These warnings are included in a sensitivity-training course for freshpeople at Clark University, a Massachusetts liberal arts college. As The New York Times reports, the course focuses on the land mines of contemporary campus life – the microaggressions, microassaults, microinsults and microinvalidations that have the power to inflict pain and trauma on students, who need trigger warnings and safe spaces to shield them from hurt.

Such training sessions are now routine – even mandatory – at more and more universities. They're supposed to foster diversity and inclusion. Instead, they foster identity politics, grievance, extreme thin-skinned-ness and the stifling of free inquiry. They also cultivate a view of our society as a dark and violent place, dominated by systemic racism, sexism and homophobia. (One frequently cited microagression to avoid is: "Everyone can succeed in this society, if they work hard enough.")

Now, in a bold departure from the pack, the University of Chicago has declared that enough's enough. In a letter to incoming students, it wrote that its commitment to academic freedom means that it does not support "so-called trigger warnings" or "the creation of intellectual safe spaces where individuals can retreat from ideas and perspectives at odds with their own."

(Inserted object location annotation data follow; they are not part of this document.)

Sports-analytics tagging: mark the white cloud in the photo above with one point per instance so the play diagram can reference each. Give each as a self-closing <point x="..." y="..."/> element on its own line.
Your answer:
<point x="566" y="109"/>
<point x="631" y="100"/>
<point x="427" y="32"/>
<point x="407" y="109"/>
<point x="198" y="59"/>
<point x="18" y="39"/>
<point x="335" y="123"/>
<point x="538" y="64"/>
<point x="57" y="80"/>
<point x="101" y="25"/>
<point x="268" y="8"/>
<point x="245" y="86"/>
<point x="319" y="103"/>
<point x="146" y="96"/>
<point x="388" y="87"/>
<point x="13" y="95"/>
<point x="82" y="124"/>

The letter set off a firestorm. It turns out that quite a lot of people believe free expression is a bad thing. They argue it is simply an excuse to spread hateful and obnoxious views – a weapon of the privileged to keep the marginalized down. "I hope that at the end of the day, Chicago's cold, Darwinian approach will be an outlier nationally," wrote Matthew Pratt Guterl, a professor at Brown. His view is that the world is indeed a dark and violent place, and that universities are obliged to shelter students from it.

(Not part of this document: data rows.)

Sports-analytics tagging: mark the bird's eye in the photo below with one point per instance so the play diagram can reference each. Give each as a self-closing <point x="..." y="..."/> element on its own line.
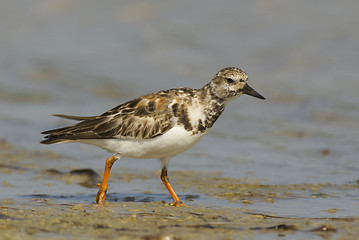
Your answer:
<point x="229" y="80"/>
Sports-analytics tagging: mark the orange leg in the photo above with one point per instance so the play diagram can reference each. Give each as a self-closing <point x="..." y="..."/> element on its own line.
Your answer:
<point x="176" y="201"/>
<point x="101" y="195"/>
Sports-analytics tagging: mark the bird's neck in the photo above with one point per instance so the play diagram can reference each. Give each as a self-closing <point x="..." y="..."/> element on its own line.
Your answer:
<point x="214" y="107"/>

Jonathan Haidt, a social psychologist at New York University, is an expert on the campus culture wars. (His Atlantic article, 'The coddling of the American mind,' is a must-read on the subject.)

"In the academy now, if truth conflicts with social justice, truth gets thrown under the bus," he said in a recent interview with Minding the Campus. University students have become a constellation of victim groups (the latest being Muslims). "And now you have to try to explain social problems without saying anything that casts any blame on any member of a protected group. And not just moral blame, but causal blame. None of these groups can have done anything that led to their victimization or marginalization." As he has documented, university culture (outside the sciences and technical schools) is increasingly a monoculture, dominated by a class of self-perpetuating ultraprogressives.

Dr. Haidt believes today's students really are far more fragile than they used to be. He blames the dramatic change in parenting styles. These kids have been supervised and scheduled all their lives. They've been raised by parents who are fearful and protective and didn't give them any unsupervised space to negotiate life on their own and develop some resilience. The result is skyrocketing rates of anxiety, fragility and psychological weakness among university students. "Millennials come to college with much thinner skins," he says. "Until that changes, I think we're going to keep seeing these demands to never hear anything offensive."

Something else has changed as well. By the time they reach university, the kids have already been well and truly steeped in social justice. They absolutely believe there is a rape crisis (there isn't). They absolutely believe that women make much less than men (not really). They do not want to hear that the high rate of black incarceration in the United States is closely correlated with the rate of black crime (it is). People who say these hurtful things are, by definition, racist, as well as wrong and dangerous. Students know that if they ever said such things themselves, they'd be ostracized by the tribe, so they don't.

So that's what you can look forward to at university, you guys. Groupthink, censorship, intellectual tyranny and continual assurance that the world we live in is a dark and dreadful place. Have fun! And don't forget to Skype.